CEOs of large Canadian companies are poised for growth and they're on the hunt for acquisitions, with nine out of 10 planning to make an acquisition over the next three years.
M&A activity greatly increased over the last 12 to 18 months, following a period of adjustment to the COVID environment. This has been fueled by a large amount of capital in the market, high valuations and low interest rates that facilitate the use of leverage for acquisitions.
of large organizations are looking to make an acquisition in the next three years
Conditions are ripe for M&A
With many large organizations sitting on significant capital, CEOs looking for the best way to deliver shareholder value are looking at acquisitions to create synergies that will generate considerable shareholder return.
Acquisitions present corporations with the opportunity to move into specific geographic regions, diversify from their core service area or take a much stronger position as a market leader in their sector. Companies are also increasingly using acquisitions as a means of bringing innovative technologies in-house. In recent years we've seen a wave of banks acquiring fintechs and insurers acquiring insurtechs, and now this strategy is being used in other industries such as HVAC and water management.
Supply in line with demand
A recent poll conducted by KPMG of small and medium-sized businesses (SMBs) reveals that nearly a third are looking to be acquired.
Business owners are making their companies available for acquisition as high valuations are motivating them to trigger liquidity events and cash out some of their earnings. The Canadian market has also seen the entrance and growth of private equity firms in the last 15 years and, given that they tend to hold assets for five to 10 years, there are more companies cycling through the market as they end their fund cycle and look for liquidity.
Making a smart investment
In such an active market, companies will need to think carefully about whether a potential acquisition is ultimately going to create value for their shareholders and thorough due diligence will be essential to ensure the target actually provides the perceived value. Companies should consider investing in a dedicated corporate development group that can help them perform an appropriate market scan and assessment of the landscape to identify the best potential acquisition targets.
Businesses have fared differently through the pandemic and the value of targets will depend on where they are on the K-curve. For instance, a third of the SMBs surveyed expressed some concern that their businesses wouldn't survive the next three years and a third are looking to be acquired to remain competitive. Buyers will need to determine whether those on the downward trajectory, which may appear cheap, will be able to improve their performance in a normal economy and bridge the gap until that time and that the growth of those on the upward trajectory of the curve is sustainable in a normal environment and warrants their valuation.
"The market for acquisitions is highly competitive right now, so companies are going to have to perform thorough due diligence and think carefully about whether an acquisition is going to create value for their shareholders."
— Benjie Thomas, Canadian Advisory Leader
Plan early for the long-term gain
Two-thirds of deals fail to achieve management's envisioned goals.
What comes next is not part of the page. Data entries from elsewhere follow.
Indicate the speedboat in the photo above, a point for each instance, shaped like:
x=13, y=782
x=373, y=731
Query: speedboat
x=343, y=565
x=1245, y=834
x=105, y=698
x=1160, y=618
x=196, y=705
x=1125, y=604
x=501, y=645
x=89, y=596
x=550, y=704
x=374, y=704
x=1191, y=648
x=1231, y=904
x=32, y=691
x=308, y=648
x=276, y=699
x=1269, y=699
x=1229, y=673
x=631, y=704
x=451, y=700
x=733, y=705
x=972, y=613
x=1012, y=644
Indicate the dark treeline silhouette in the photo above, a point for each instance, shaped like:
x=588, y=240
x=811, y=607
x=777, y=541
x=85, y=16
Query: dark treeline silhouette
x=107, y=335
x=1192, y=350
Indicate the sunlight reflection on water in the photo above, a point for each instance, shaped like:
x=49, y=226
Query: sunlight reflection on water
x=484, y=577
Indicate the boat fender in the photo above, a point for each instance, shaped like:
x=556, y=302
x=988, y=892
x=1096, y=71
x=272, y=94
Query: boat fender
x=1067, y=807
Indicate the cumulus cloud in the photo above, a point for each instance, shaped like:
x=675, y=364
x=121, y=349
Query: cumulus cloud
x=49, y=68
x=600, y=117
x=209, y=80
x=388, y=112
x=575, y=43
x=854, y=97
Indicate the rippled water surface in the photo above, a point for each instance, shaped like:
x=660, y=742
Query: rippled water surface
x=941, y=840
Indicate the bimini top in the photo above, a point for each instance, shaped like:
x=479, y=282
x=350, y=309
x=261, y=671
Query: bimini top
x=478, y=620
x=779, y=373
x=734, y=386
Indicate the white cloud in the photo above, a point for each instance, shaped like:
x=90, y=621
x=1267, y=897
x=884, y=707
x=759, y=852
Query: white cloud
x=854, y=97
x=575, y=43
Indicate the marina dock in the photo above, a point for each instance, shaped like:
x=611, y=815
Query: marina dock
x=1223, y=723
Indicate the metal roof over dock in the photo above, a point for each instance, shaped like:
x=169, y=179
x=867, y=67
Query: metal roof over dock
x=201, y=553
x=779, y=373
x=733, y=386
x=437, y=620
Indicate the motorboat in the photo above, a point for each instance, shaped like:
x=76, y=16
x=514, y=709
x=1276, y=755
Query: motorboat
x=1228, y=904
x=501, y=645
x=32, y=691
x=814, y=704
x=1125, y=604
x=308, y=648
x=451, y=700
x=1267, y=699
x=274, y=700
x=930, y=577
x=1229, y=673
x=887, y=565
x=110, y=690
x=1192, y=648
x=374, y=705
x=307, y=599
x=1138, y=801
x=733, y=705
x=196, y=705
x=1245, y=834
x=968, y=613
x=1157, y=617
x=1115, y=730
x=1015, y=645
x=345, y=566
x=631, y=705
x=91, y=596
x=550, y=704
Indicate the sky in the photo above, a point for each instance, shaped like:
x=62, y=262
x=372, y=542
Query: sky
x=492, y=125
Of those, 70% of the value erosion occurs in the post-transaction phase. To avoid this, companies need to start planning for the integration early on, pay attention to the human capital and cultural aspects of bringing an acquisition into their organization, and understand and focus on the aspects of the business that will create synergies.
With careful due diligence and dedicated resources, Canadian CEOs, who are confident about the economy and looking for acquisitions, may find they are able to create great value for their shareholders. And businesses looking to sell are likely to find eager buyers.